Units are OK, so the result must be OK.

--

i'm fine on the second one, just that the negative goes away because energy is released right?

on the first one, the reason I ask about the units because the choices given were all in kJ, which is why I was confused on it, the answer was -638 kJ

physicsman2 said:
i'm fine on the second one, just that the negative goes away because energy is released right?

Yes.

on the first one, the reason I ask about the units because the choices given were all in kJ, which is why I was confused on it, the answer was -638 kJ

So the answers are not entirely correct, or what they mean is -638 kJ per "reaction as written" - but in this case that's the same as "per mole of methanol".

Note, that in the second reaction amount of heat is reported per 4 moles of NaOH - or per mole of O2, but it can be also per 2 moles of Na2O2 or 2 moles of water - this is all in one reaction. Sometimes it is important how the reaction is written:

Na2O2 + H2O -> 2NaOH + 1/2O2

would be correct, with ΔH° of -63 kJ. So the first reaction starts with one mole of methanol, and amount of heat evolved is per mole of methanol.

--

thanks so much for all your help

## 1. What is the formula for calculating ΔH° for combustion?
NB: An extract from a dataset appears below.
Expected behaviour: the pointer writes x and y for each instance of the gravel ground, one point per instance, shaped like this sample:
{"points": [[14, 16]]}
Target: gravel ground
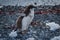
{"points": [[38, 32]]}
The formula for calculating ΔH° for combustion is ΔH° = Σ(ΔH°f(products)) - Σ(ΔH°f(reactants)), where ΔH°f represents the standard enthalpy of formation.

## 2. How do you determine the standard enthalpy of formation for a compound?

The standard enthalpy of formation for a compound can be determined by measuring the heat released or absorbed during a reaction and using the given standard enthalpies of formation for the reactants and products in the above formula.

## 3. What is the significance of ΔH° for combustion?

ΔH° for combustion is a measure of the overall energy change that occurs during the combustion of a compound. It can provide information about the stability of the compound and its ability to release energy in the form of heat.

## 4. How is ΔH° for NaOH formation different from ΔH° for combustion?

ΔH° for NaOH formation is specifically focused on the formation of the compound NaOH, while ΔH° for combustion can refer to the energy change in any combustion reaction. Additionally, ΔH° for NaOH formation only considers the reactants and products involved in the formation of NaOH, whereas ΔH° for combustion takes into account all reactants and products in the reaction.

## 5. Can the value of ΔH° for combustion or NaOH formation vary?

Yes, the value of ΔH° can vary depending on the conditions under which the reaction takes place. Standard conditions, such as a specific temperature and pressure, are typically used to calculate standard enthalpies of formation. However, if the reaction occurs under different conditions, the values may differ. It is important to specify the conditions when reporting or using ΔH° values.